Crate/confine when you can't watch....no freedom in any room until the potty training is done.

Patience: the pup will not have bladder control until about 6 months of age.


----------



## forbin (Jan 25, 2010)

I had this exact same issue until Tuesday of last week (pup was 10.5 weeks then) when I started a strict schedule with the crate. Only one accident since! Prior to that, despite really close supervision, I felt like we were losing control of the house training process. 

Generally, I keep him in the crate for one to two hours at a time then let him out, take him outside to eliminate, praise heavily, then play for 30 minutes to an hour (the longer times for when we're outside walking or playing), the last chance to potty after play, then back in the crate. When I'm at work an no one else is around he goes in the play pen (with his crate in there as an option) in the morning, then let out at noon, then back in for the remainder of the work day. I put paper in the play pen so he has a place to go and he does use it. I know it's a setback on the house training but it's the only real option because I don't want to crate him for four hours at a time. 

Pretty standard crate training stuff though...

Good luck.


----------



## spotmaxdog (Mar 1, 2010)

Another question about the puppy. Should I intervene in her playfighting with my older female? They get pretty into it with them flying at each other and usually with lots of really loud barking and teeth clicking. Molly (the pup) always winds up pinned to the ground with the other dog at her throat, but she's never been hurt and seems to even enjoy it (she initiates it). 

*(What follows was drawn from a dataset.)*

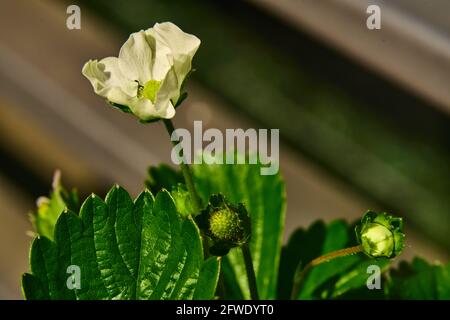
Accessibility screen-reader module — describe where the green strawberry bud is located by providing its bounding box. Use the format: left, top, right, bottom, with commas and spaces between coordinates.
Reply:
195, 194, 251, 256
355, 211, 405, 259
209, 208, 242, 242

Is this something that I need to stop, or is this just normal puppy behavior that's healthy?


----------



## TooneyDogs (Aug 6, 2007)

The play is usually rough, tumble and noisy....all normal. The pup is practicing the life skilll of chase, pounce, take downs, 'kills/bites', bite inhibition, dominance and submission. All crucial lessons and the older dogs do a better job of teaching than we can.


----------



## poopy (Feb 25, 2010)

I recommend crate training for potty training


----------